UK Interest Rates Remain Low

With interest rates still at a historic low in the UK, property is still very much on the agenda for anyone looking to make their money work harder for them. And for borrowers, low mortgage rates combined with the stamp duty holiday make investing in bricks and mortar an increasingly attractive option. 

The Bank of England made two emergency interest rate cuts back at the start of the Corona Virus Pandemic, dropping the base rate to just 0.1% back in March 2020. The historic drop was designed to ease the economic impact of the pandemic and has not yet risen. 

This means that should the Bank of England wish to reduce any further (though there has been no clear indication it should do so), interest rates would go into negative – be at less than 0% – there has been some speculation that this could happen. 

Could UK Interest Rates Go into Negative Figures? 

In August 2020, Bank of England Governor Andrew Bailey said there were not any plans to deploy negative interest rates in the coming months; however, when asked about this year, he told CNBC, “No, I can’t give you that because I would never give you a judgement on what monetary policy is going to be a year ahead before we get there.”

Mr Bailey continued: “What I can tell you is that other analysts are essentially right, in the sense of saying it is in the toolbox.

“But, there is no plan at the moment to bring it out of the toolbox and put it to work.”

However, in February, the Bank of England’s Monetary Policy Committee wrote to banks to tell them to prepare for the possibility of interest rates turning negative and announced that they would hold the base rate at 1%. 

Why choose property

Historically low base rate means that savers are receiving little returns on money in savings accounts. 
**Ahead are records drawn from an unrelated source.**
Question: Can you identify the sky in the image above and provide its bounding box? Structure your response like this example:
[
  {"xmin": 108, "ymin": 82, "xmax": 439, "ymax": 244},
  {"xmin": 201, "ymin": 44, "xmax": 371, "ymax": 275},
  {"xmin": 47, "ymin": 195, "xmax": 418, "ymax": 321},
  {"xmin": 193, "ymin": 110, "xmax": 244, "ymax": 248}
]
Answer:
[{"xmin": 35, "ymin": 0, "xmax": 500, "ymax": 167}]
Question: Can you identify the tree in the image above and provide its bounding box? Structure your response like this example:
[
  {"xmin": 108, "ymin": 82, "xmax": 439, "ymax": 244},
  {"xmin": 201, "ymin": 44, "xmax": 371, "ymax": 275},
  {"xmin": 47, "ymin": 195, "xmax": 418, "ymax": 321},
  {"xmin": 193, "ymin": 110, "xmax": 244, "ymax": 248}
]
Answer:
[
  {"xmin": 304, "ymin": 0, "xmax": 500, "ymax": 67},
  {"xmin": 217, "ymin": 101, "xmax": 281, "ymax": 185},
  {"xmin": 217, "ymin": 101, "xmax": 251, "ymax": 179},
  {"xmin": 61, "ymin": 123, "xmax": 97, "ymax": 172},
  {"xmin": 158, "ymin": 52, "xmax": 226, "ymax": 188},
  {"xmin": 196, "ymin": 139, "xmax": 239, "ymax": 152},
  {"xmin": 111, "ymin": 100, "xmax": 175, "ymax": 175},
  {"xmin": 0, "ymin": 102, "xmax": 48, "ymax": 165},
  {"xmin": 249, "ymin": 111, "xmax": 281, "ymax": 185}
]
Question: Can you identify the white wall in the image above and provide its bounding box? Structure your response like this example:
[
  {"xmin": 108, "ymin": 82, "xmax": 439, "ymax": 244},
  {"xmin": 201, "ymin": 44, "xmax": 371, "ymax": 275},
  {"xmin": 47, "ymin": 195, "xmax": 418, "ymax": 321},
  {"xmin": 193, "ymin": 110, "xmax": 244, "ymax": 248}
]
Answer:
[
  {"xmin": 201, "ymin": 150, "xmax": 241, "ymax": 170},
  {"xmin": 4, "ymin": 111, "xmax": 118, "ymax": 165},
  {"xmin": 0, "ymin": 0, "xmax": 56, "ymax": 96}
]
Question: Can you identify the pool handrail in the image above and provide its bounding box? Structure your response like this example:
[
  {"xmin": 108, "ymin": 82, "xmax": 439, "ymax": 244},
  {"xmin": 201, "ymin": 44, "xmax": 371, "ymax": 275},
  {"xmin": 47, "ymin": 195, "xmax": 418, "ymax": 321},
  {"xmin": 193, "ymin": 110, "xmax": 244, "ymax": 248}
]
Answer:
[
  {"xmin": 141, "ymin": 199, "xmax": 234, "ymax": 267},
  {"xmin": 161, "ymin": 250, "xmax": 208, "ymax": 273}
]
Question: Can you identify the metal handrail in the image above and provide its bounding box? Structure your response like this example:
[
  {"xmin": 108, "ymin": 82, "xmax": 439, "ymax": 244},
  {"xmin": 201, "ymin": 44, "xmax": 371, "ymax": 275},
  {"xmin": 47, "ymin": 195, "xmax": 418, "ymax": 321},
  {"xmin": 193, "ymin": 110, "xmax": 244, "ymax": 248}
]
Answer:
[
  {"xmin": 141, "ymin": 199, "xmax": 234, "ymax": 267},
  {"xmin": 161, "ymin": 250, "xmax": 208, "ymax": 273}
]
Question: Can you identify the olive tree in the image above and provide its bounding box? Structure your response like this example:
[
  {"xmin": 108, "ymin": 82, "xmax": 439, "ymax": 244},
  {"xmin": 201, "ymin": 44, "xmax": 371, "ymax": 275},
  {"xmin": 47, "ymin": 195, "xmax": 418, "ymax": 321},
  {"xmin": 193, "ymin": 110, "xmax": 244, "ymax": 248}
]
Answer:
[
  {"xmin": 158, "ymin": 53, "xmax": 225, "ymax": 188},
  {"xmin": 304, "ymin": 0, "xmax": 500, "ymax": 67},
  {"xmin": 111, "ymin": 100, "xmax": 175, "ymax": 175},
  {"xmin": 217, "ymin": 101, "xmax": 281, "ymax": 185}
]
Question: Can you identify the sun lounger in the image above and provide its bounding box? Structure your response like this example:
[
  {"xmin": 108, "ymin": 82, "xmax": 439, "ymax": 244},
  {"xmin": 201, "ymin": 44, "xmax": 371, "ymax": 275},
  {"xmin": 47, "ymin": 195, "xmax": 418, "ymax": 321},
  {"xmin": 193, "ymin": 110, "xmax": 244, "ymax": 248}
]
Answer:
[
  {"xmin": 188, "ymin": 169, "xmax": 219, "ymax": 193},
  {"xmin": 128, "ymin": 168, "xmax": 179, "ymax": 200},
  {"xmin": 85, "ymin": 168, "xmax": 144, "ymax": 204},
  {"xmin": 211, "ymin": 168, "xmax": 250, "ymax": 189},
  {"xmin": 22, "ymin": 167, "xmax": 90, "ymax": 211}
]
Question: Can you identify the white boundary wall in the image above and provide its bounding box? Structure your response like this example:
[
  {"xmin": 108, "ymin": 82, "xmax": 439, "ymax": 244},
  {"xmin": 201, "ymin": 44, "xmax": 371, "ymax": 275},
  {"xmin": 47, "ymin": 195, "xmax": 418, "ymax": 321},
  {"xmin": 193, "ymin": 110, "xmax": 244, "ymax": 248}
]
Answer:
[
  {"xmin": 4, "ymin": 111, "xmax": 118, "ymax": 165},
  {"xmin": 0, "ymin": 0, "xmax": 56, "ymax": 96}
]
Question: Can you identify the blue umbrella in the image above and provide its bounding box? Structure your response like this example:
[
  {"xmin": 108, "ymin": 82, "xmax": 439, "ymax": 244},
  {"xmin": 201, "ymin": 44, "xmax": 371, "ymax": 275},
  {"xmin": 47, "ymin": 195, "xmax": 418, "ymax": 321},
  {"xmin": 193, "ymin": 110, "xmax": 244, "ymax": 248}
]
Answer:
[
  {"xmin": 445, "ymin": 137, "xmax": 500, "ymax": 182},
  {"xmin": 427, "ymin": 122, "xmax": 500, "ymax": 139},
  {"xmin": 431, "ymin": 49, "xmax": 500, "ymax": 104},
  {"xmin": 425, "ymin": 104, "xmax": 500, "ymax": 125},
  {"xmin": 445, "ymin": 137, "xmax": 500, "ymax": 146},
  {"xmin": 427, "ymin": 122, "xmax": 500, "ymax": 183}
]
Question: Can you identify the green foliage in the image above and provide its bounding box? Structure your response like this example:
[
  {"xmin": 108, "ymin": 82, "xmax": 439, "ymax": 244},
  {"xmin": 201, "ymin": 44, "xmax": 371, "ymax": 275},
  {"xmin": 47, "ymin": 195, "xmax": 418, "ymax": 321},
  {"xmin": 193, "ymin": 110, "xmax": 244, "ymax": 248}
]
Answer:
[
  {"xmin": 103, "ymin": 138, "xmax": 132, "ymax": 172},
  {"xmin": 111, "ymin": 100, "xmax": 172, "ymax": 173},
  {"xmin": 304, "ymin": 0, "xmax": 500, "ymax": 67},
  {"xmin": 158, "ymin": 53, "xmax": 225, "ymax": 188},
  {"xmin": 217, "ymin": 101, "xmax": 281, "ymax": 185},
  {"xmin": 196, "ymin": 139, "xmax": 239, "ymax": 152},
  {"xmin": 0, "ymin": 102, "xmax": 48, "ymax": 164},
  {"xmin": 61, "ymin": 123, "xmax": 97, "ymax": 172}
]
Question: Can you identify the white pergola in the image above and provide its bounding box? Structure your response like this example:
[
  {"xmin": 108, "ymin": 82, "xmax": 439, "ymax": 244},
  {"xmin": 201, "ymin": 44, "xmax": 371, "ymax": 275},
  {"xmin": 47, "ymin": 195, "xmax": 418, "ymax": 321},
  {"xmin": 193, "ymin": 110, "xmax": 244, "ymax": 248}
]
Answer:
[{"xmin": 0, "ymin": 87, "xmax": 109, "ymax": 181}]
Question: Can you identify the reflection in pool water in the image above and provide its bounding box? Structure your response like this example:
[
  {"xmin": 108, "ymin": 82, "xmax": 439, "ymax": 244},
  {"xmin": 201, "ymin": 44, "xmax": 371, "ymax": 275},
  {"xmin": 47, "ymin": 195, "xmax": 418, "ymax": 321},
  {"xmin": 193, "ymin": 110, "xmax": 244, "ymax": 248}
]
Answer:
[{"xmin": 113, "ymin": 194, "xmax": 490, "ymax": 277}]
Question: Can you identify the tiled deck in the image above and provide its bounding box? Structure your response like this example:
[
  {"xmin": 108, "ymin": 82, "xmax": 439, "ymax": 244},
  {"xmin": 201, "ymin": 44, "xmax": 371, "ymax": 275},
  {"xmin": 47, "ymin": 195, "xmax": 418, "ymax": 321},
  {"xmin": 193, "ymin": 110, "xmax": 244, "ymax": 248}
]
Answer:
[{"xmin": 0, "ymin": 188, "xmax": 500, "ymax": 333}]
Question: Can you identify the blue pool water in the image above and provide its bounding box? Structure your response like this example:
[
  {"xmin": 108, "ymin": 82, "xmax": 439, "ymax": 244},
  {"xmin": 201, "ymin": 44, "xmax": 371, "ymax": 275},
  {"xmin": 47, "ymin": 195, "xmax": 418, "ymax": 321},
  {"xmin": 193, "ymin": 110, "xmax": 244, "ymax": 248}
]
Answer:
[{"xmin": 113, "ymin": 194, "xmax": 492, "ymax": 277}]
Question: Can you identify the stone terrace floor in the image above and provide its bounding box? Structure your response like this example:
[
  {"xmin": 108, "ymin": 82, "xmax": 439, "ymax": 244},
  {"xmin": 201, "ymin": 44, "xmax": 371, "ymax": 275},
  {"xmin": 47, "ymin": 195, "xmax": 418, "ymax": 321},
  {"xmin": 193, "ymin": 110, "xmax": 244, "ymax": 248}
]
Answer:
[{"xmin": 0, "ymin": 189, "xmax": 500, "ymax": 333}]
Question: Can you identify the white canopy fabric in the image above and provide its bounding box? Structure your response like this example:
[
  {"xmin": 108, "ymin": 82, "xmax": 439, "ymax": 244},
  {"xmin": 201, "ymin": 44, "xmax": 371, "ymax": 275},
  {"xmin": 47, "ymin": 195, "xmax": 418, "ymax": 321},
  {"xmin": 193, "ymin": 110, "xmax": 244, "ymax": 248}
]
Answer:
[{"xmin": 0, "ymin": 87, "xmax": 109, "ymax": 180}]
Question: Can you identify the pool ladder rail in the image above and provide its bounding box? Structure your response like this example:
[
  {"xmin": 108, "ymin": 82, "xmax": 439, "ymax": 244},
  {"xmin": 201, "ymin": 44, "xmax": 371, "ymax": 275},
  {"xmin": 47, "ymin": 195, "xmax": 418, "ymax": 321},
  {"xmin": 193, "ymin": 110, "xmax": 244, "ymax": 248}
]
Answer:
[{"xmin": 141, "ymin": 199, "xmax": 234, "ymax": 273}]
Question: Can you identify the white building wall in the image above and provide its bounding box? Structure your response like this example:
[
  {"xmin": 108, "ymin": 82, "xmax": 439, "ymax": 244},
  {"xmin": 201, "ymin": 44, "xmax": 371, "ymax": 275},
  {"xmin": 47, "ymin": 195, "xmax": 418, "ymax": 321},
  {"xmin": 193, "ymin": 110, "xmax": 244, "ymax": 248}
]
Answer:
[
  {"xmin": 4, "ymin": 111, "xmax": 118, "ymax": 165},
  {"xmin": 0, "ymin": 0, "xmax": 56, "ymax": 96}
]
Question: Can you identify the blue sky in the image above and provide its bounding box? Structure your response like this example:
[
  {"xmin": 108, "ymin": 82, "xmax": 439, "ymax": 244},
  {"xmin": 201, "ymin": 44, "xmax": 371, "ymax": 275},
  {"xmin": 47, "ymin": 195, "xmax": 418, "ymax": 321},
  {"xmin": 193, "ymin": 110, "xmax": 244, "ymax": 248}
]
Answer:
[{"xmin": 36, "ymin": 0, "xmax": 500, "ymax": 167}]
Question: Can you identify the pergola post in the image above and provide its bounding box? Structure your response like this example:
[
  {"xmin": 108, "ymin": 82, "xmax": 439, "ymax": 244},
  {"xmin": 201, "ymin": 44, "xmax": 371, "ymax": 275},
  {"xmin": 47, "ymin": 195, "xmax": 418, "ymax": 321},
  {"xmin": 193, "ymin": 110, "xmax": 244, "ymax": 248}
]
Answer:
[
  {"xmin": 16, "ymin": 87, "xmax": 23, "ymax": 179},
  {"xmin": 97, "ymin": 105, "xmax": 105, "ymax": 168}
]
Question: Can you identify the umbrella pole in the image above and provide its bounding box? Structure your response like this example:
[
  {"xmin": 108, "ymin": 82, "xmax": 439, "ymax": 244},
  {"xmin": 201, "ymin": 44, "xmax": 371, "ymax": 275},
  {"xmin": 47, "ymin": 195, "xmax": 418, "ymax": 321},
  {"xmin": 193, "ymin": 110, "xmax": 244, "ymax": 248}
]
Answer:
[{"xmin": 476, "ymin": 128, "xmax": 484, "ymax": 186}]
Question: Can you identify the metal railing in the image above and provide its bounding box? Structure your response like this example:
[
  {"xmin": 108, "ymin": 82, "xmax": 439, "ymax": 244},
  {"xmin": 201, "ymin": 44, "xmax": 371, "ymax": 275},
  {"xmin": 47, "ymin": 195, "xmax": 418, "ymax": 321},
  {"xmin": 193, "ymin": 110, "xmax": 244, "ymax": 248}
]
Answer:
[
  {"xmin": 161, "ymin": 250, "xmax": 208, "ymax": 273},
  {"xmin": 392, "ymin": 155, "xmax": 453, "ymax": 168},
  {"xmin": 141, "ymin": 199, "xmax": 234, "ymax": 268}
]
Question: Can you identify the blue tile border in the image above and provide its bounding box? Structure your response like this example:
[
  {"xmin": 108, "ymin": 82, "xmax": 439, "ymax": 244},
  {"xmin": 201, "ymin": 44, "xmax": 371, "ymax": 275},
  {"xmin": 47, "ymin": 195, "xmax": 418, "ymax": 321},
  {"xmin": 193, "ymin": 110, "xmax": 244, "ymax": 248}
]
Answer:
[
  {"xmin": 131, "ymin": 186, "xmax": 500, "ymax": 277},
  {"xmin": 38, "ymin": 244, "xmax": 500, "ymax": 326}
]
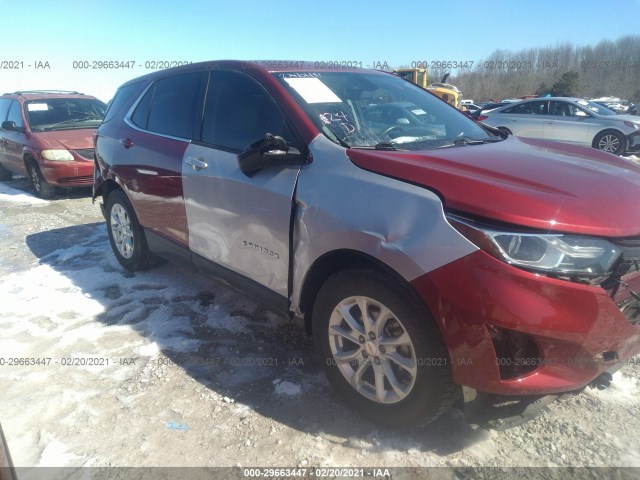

Conversely, house prices in the UK hit a record high in 2020, and the latest figures show that values rose 8.5% to an average of £252,000 across the country.

A booming housing market has seen transaction figures double year on year thanks to the introduction of the stamp duty holiday, and Savills are now predicting house price growth of 4% to the end of 2021. 

And it’s not just the UK. 

In our Global markets article, we uncovered robust housing markets across the globe. This provides those in the UK with a wealth of options for investing their money more wisely and provides a varied choice when it comes to choosing entry pricing and location. 

While from a long term perspective, property investment has almost consistently outperformed savings. As the interest rates look set to remain low for a time to come, now is undoubtedly the time to consider how you can make your money work harder for you.